US House Intelligence Committee chairman Mike Rogers emerged from the one-hour talks to pledge that US lawmakers will travel to Brussels "very, very soon" for another round of meetings.
But the European visitors seethed over reports that the secretive National Security Agency tracked German Chancellor Angela Merkel's phone for as long as a decade and that it may have scooped up data on 60 million Spanish telephone calls in a single month.
"Confidence is damaged," Elmar Brok, chairman of the European Parliament Committee on Foreign Affairs, told reporters, with Rogers at his side.
"It is not acceptable, for example, this espionage on Chancellor Merkel and others since more than 10 years."
Reports that Merkel's phone was tapped has caused a crisis in US-German relations. President Barack Obama called the chancellor to reassure her that US agents were not currently eavesdropping on her.
With transatlantic tensions on the boil, British Labour member of the European Parliament Claude Moraes said it was vital to begin a healing process but also to reassure that surveillance abuses do not persist.
"Trust has to be rebuilt. We need to figure out why this kind of mass surveillance activity is happening," Moraes said, adding that the allegations have "caused genuine, lasting concern" among Europeans.
"We believe that this disconnection that's going on suggests that perhaps there isn't a sufficient appreciation perhaps of the lack of privacy that European citizens feel after the last several years," he said.
Rogers said he believed the sides "made some progress" in their talks.
"We're starting to highlight some areas where we think we can work together to cover our differences, protect our relationship between our EU allies and the United States, and still protect the ability to collect information that keeps both our allies and the United States safe."
But he also stressed the need for "making sure we get what the facts are versus what the perceptions are."
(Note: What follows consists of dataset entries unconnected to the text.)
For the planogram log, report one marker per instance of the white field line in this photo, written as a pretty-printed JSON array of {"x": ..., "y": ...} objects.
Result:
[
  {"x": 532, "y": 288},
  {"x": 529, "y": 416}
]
In an interview with AFP, Germany's Brok complained that Washington "did not tell the whole truth" when Europeans first questioned NSA activities this summer.
He blasted US intelligence agencies for siphoning off people's data and "systematically" spying on leadership of other countries.
"I believe that the American approach to listen in on the German administration is a breach of German law," Brok said.
The US intelligence community appears to be "a state within a state," he said, adding that the post-9/11 obsession with security risks were pushing individual liberties to the margins.
"I think this balance needs to be re-established," Brok said.